As its banking system struggles to maintain solvency under the threat of real estate portfolio failures cascading through the financial system, and long-term bond yields of little more than 2% manifest the economy’s still-depressed real rate of return, the last thing Japan needs is a stronger currency. Indeed, for the first time since last summer, the Bank of Japan had resumed taking an aggressively reflationary posture with its liquidity injections over the last few weeks, no doubt contributing to the currency’s further decline. Concern over the international political consequences of a potential widening in its current account surplus appears to be at the heart of this latest act of Japanese self-flagellation. But the trade surplus reflects that the domestic Japanese economy remains in a weakened, deflation-prone condition, a condition that will in no way be improved by a reappreciation of the currency. Since rising to close to 23,000 last June from its deflation-depressed lows of 14,000 a year earlier, the Nikkei index has now fallen to 17,500, a 15% loss in terms of yen and a 33% decline in dollar terms. Finding a sustainable, non-deflationary value for its money is just the first step out of Japan’s mire. Reversal of the anti-growth policies instituted to pop the “bubble economy” of the late 1980s, particularly the capital gains tax on real estate, would provide a basis for optimism going forward. Unfortunately, such measures are not on the radar screen of the austerity-dominated Japanese political economy.

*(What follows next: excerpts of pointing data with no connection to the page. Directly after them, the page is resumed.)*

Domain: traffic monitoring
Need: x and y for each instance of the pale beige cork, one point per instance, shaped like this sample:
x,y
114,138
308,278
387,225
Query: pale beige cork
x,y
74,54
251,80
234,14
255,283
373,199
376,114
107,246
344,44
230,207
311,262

FARRAKHAN will have his major breakthrough into the white community on Monday, when he addresses a Philadelphia forum on race under the auspices of Democratic Mayor Edward Rendell. Rendell, who is Jewish, is gambling that Min. Farrakhan will be able to cool off his city, which has been simmering over a a racial incident in the Grays Ferry section last month, in which a crowd of white youths roughed up black teenagers walking through their neighborhood. A protest march was called by black leaders, including the Nation’s local leaders, and the Mayor invited Farrakhan to speak instead at a rally in downtown Philadelphia at 10:30 a.m. Monday. Rendell rejected criticism of Jewish leaders and said he’d viewed a videotape of a recent Farrakhan address and said it was “a fine speech.” It’s the first time in his 42-year ministry that Farrakhan has been called upon by a white community to help solve a racial problem.